I’ve just played Mark Mitchell’s scenario, “Hot in the City” from the new Line of Fire 13 and it was pretty great. The scenario uses the Day of Heroes map and the Heroes of the Gapcounters to showcase a battle between the Americans and Soviets in a small Libyan city just after a sandstorm passes through town.
There’s a semi-random setup in the scenario, which is great for replayability and it’s really exciting as both sides scramble for prime real estate on the Day of Heroes map, the entirety of which is available for play. To add to the tension, each side has a Mobile Reserve Force consisting of some armor and an additional squad. These forces might come on at any time during the game so there’s a lot of tension here.
The battle gets deadly very quickly, especially with the addition of tanks and the paltry terrain values on the map. The lighter construction buildings only offer a defensive value of 1 while the rubble hexes offer the most defensive value at 3. With a scenario full of modern weapons and armor, you can imagine that it’s not long before casualties are stacking up on both sides. In the scenario I played, the game stopped two turns short of the turn limit due to the massive losses incurred by the Soviets.
Soviet Political Officer gets taught a lesson in “Hot in the City”
Here are a few highlights of the game I played.
-The Soviet side rolled a 12 on a fight or die rally attempt while sitting adjacent to an American M1 Abrams. I’ve been playing HotG pretty regularly since it came out and this was the first time it happened. Anyway, the shaken squad rebelled and killed the political officer. I felt immense pride in that little squad that decided it wasn’t going to be pushed around anymore…Unfortunately, it was eliminated in melee shortly thereafter.
-The Soviet Mobile Reserve Force entered the map and started mopping up the lone American squads left and right. Any units that were isolated were quickly destroyed as they took cover in cardboard huts while a T-80 tank fired on them point blank. No less than 3 US squads were eliminated in this fashion.

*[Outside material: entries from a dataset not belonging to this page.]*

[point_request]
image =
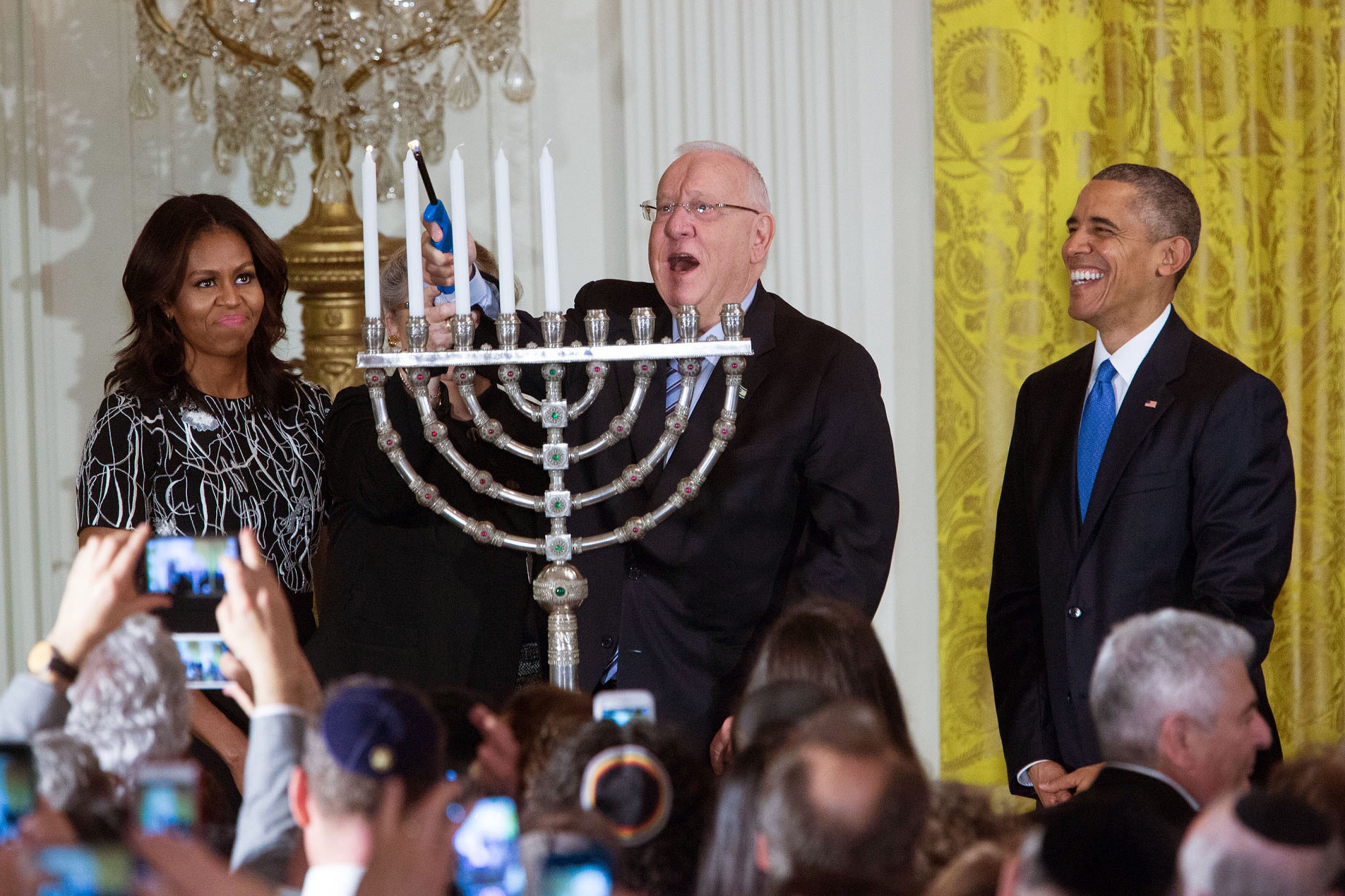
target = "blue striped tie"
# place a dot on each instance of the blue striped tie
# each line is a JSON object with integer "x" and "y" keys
{"x": 674, "y": 387}
{"x": 1099, "y": 414}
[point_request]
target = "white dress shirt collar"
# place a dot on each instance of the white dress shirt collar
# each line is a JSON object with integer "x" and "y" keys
{"x": 1128, "y": 358}
{"x": 1155, "y": 773}
{"x": 337, "y": 879}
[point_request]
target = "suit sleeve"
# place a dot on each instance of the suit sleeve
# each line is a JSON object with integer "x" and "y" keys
{"x": 1013, "y": 616}
{"x": 1243, "y": 508}
{"x": 849, "y": 496}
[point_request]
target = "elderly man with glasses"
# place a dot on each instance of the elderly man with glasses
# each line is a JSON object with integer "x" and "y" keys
{"x": 805, "y": 500}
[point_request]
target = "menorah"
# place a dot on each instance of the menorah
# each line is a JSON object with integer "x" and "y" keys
{"x": 560, "y": 589}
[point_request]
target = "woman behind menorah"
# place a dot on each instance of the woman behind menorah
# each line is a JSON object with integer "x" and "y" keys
{"x": 407, "y": 594}
{"x": 204, "y": 430}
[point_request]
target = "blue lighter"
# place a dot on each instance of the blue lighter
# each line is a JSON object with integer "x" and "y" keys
{"x": 436, "y": 214}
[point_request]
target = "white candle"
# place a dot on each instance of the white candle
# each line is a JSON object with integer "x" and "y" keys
{"x": 462, "y": 242}
{"x": 369, "y": 209}
{"x": 505, "y": 233}
{"x": 551, "y": 263}
{"x": 415, "y": 272}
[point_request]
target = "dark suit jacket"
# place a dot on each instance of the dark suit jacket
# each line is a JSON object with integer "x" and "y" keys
{"x": 1194, "y": 507}
{"x": 408, "y": 595}
{"x": 803, "y": 503}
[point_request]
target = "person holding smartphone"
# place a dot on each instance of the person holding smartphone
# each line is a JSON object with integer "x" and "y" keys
{"x": 204, "y": 430}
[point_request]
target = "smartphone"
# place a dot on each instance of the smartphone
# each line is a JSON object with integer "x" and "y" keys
{"x": 201, "y": 655}
{"x": 169, "y": 797}
{"x": 185, "y": 566}
{"x": 587, "y": 874}
{"x": 488, "y": 851}
{"x": 623, "y": 706}
{"x": 86, "y": 871}
{"x": 18, "y": 787}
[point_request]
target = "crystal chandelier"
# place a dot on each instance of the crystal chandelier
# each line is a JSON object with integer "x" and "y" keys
{"x": 334, "y": 73}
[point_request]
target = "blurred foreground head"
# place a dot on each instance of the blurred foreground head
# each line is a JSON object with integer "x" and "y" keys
{"x": 1259, "y": 844}
{"x": 839, "y": 798}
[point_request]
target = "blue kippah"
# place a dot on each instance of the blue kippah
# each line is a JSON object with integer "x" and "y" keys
{"x": 376, "y": 731}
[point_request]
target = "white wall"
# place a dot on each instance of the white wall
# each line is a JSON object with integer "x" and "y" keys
{"x": 832, "y": 100}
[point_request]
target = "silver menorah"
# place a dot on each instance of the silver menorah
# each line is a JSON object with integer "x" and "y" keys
{"x": 558, "y": 588}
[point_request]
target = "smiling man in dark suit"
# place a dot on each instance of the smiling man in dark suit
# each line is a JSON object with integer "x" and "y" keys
{"x": 803, "y": 502}
{"x": 1146, "y": 471}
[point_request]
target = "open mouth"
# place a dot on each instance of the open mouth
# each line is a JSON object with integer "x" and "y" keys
{"x": 681, "y": 263}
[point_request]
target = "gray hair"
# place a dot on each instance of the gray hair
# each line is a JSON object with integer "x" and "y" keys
{"x": 802, "y": 836}
{"x": 131, "y": 700}
{"x": 758, "y": 194}
{"x": 69, "y": 775}
{"x": 1222, "y": 858}
{"x": 1155, "y": 666}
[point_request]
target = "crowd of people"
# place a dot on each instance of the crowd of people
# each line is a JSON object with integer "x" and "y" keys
{"x": 401, "y": 741}
{"x": 361, "y": 787}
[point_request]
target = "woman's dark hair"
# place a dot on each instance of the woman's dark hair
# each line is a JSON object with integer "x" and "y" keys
{"x": 728, "y": 858}
{"x": 153, "y": 364}
{"x": 833, "y": 645}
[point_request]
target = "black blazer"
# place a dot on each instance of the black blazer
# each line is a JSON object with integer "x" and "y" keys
{"x": 803, "y": 503}
{"x": 1194, "y": 507}
{"x": 407, "y": 594}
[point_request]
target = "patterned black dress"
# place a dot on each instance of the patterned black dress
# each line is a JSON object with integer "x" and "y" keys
{"x": 211, "y": 466}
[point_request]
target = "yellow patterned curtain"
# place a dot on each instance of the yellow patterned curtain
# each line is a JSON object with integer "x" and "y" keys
{"x": 1242, "y": 100}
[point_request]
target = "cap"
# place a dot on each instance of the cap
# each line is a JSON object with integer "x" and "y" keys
{"x": 376, "y": 731}
{"x": 631, "y": 789}
{"x": 1284, "y": 820}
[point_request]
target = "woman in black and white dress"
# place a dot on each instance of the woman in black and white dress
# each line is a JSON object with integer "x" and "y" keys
{"x": 204, "y": 430}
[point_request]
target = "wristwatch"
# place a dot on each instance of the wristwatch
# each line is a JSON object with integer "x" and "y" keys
{"x": 45, "y": 661}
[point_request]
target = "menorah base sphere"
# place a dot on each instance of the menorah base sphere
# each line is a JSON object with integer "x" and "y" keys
{"x": 561, "y": 589}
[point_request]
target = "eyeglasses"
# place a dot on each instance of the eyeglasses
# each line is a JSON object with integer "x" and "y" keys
{"x": 703, "y": 210}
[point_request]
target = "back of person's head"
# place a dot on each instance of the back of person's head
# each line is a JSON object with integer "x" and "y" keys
{"x": 974, "y": 872}
{"x": 832, "y": 644}
{"x": 369, "y": 731}
{"x": 1096, "y": 848}
{"x": 71, "y": 782}
{"x": 579, "y": 841}
{"x": 130, "y": 702}
{"x": 646, "y": 780}
{"x": 769, "y": 714}
{"x": 1155, "y": 666}
{"x": 542, "y": 717}
{"x": 838, "y": 797}
{"x": 728, "y": 863}
{"x": 960, "y": 817}
{"x": 1259, "y": 843}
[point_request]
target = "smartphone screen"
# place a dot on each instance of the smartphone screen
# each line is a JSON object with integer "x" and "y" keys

-An American squad managed to capture an RPG-16 during melee in a previous turn and as a BMP rolled up to the door to fire at it on the subsequent turn, the US side rolled a “2” to hit, and ended up killing it. I always love it when squads use enemy weapons to great effect on their opponent. It’s hilarious and impressive to see.
-A Soviet squad actually managed to shake up an M1 Abrams tank with close range small arms fire, which I’ve never really seen before. The Abrams kept failing its morale checks in the next three turns and it reversed uselessly back to the edge of the map. It was quite impressive and it’s something that really only happens on these kinds of maps where the fighting is in cramped streets. I guess this event highlights the up close and personal nature of the scenario due to the map.
A look at the end result as Turn 6 came to a close. Carnage and shaken units everywhere.
Anyway, my overall opinion is that this is a terrific scenario. It breathes some new life into the Day of Heroes map and it focuses on a region other than Central Europe so it offers something different for the 1985 WWIII LnL universe. You also have to adjust your tactics quite a bit to take into account the very short range combat and the deadly weaponry versus meager defensive terrain on the map. Both sides have to think about where their opponent will enter the map with their armor and plan accordingly. Finally, the scenario is very well balanced and the handful of matches I have played see-sawed back and forth until one side finally crumbled completely.
Kudos to Mark Mitchell for doing a great job and I look forward to playing this scenario again and writing a full report on it.